I don’t know.   I don’t know time is the enemy.   I feel like it it many days.   I’m more quick to lose my temper or be short with the children if I’m rushing to get many things done.   But there’s the hidden one too, which is having time, but not dedicating enough of it to the children.   I chose to have the children, I should be there for as much time as is needed to do the job well.  Or so I feel like I should be.   Time does feel like the enemy many days.

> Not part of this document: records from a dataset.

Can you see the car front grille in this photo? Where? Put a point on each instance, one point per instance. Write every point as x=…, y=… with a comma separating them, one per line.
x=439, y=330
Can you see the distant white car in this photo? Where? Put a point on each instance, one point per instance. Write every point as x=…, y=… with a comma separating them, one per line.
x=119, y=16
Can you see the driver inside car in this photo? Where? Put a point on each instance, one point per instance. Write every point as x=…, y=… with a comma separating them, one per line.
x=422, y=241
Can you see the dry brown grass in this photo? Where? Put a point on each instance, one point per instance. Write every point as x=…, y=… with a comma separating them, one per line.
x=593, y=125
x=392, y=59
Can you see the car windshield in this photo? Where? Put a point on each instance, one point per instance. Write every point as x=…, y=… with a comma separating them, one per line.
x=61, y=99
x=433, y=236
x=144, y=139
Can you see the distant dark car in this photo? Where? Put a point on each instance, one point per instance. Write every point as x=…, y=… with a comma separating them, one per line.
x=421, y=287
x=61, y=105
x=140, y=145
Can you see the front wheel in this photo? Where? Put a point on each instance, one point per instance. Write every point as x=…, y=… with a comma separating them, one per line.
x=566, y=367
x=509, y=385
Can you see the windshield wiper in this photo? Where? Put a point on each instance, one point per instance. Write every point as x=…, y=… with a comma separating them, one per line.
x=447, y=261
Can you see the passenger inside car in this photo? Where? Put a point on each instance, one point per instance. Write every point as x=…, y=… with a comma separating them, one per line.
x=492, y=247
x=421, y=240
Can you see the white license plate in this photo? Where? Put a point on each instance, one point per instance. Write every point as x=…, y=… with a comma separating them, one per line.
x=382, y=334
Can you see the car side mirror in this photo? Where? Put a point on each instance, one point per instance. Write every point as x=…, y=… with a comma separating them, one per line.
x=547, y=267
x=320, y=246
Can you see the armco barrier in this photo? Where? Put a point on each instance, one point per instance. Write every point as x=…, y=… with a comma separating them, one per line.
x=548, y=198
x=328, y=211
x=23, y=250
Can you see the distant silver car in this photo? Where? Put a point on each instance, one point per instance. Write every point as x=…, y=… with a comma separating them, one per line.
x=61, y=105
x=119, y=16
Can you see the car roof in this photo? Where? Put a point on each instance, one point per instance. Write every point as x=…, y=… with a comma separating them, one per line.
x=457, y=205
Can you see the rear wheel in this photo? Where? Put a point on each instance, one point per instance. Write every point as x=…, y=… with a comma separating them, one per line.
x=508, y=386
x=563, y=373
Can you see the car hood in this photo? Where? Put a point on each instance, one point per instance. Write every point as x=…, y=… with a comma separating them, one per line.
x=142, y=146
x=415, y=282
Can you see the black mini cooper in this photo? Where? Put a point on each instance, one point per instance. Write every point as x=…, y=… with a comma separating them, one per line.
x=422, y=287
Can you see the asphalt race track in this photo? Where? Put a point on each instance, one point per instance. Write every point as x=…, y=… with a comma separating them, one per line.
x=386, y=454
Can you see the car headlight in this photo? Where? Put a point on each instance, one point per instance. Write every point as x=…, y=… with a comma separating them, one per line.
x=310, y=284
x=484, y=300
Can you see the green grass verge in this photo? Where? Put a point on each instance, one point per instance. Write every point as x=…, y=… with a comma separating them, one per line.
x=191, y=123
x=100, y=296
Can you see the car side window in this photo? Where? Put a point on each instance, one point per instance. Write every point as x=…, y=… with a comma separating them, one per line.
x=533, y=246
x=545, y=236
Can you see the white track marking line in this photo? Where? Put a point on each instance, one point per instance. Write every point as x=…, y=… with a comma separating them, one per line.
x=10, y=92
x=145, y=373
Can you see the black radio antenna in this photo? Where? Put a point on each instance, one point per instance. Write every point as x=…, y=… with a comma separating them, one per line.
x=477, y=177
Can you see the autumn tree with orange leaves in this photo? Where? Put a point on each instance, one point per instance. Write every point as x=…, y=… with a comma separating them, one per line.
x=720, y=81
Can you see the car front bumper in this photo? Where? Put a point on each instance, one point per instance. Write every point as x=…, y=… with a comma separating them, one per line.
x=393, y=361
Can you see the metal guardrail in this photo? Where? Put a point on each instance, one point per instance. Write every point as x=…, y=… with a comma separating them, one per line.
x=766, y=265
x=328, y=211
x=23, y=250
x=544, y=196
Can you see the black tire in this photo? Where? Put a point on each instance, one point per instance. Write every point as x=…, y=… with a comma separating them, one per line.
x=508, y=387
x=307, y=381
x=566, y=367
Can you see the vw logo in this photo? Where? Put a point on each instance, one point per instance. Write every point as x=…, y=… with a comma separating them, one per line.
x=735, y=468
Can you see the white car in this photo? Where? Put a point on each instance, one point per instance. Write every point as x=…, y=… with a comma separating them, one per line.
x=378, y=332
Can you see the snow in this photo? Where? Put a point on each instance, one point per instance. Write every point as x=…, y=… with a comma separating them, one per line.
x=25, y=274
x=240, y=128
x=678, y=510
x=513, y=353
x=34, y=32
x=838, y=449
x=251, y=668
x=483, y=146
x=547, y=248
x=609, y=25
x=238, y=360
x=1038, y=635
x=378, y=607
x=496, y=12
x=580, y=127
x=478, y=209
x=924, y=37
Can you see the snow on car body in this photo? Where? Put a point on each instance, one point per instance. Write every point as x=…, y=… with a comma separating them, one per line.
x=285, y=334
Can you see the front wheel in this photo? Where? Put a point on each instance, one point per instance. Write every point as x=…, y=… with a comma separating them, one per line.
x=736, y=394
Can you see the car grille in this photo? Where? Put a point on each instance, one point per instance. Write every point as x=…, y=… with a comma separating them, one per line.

The Big Boy Update:  My son has his first day of school back tomorrow.   We needed to get his pencils updated for the start of school.   We had to get new ones for the missing ones and replacement ones for those colored pencils that were too short.   He knew the rules for how short and which colors of Prismacolor pencils he had to have.   We got them all picked out and then I had to write his initials in sharpie on the side of the pencil.   I didn’t have the same penmanship as his teachers, but he said he liked the way I wrote them anyway.

The Tiny Girl Chronicles:  My daughter and her friends did some drawing with stencils and sharpies today.   She got so much sharpie on a few of her fingers that she used to hold the stencil in place and feel where the sharpie was that no amount of acetone, bleach or adhesive remover would de-purple them.